Creditors, federal regulators, state attorneys general and jilted employees of ITT Educational Services have laid claim to the remaining assets of one of the nation’s largest for-profit college operators in bankruptcy court. Absent from the line of those seeking redress, however, are the thousands of students who say they were defrauded by the chain. That is, until now.
A group of former students at ITT Technical Institutes on Tuesday filed a lawsuit against the parent company to ensure participation in bankruptcy proceedings. The group is asserting claims against the company of consumer protection violations and breach of contract, and asks for class-wide status to cover anyone who attended ITT Tech in the past 10 years. The group is also seeking an injunction to stop the collection of private loans administered by ITT, which ran an in-house lending program that is at the center of two federal lawsuits.

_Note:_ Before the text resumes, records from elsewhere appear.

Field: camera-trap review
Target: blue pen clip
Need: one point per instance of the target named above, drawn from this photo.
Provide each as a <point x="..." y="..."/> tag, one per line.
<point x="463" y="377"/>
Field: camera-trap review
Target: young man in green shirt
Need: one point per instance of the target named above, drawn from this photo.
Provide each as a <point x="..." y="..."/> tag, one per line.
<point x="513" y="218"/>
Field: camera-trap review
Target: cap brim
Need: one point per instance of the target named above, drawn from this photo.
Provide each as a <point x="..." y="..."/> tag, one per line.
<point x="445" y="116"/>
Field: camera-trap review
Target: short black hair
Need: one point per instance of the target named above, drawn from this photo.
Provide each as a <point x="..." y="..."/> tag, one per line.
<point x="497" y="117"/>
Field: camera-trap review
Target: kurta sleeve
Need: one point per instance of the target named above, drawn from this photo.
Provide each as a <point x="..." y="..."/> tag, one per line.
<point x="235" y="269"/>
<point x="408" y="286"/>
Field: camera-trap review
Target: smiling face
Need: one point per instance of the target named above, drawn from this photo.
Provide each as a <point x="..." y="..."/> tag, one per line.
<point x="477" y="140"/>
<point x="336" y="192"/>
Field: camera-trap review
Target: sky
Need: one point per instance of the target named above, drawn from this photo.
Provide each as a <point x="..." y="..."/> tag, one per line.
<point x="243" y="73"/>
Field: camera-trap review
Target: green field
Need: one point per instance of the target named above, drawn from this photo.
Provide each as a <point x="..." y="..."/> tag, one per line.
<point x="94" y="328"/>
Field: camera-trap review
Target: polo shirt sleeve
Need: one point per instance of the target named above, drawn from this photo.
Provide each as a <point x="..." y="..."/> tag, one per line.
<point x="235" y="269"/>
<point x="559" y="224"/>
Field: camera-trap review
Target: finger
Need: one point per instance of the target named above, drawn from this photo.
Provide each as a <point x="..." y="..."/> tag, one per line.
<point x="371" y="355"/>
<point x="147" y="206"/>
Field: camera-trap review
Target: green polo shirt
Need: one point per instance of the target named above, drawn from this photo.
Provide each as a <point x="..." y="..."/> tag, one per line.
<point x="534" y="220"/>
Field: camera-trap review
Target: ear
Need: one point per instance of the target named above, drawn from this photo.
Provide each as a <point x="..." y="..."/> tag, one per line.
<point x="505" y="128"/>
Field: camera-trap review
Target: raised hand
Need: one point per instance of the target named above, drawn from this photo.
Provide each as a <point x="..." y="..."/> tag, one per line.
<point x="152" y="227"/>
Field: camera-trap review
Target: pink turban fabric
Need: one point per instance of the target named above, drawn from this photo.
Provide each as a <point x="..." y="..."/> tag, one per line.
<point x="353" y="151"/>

“There are a lot of people making claims on the estate, and it’s really important to get students’ experiences out there and that they’re creditors of ITT as well,” said Eileen Connor, counsel for the students.
She estimates the students’ claims at $7.3 billion, roughly the amount of student loan revenue ITT Tech took in over the past 10 years. Connor, who is also an attorney at the Project on Predatory Student Lending at Harvard Law School, said it was critical to file the lawsuit now because the claim deadline is at the end of the month, something she suspects few students know.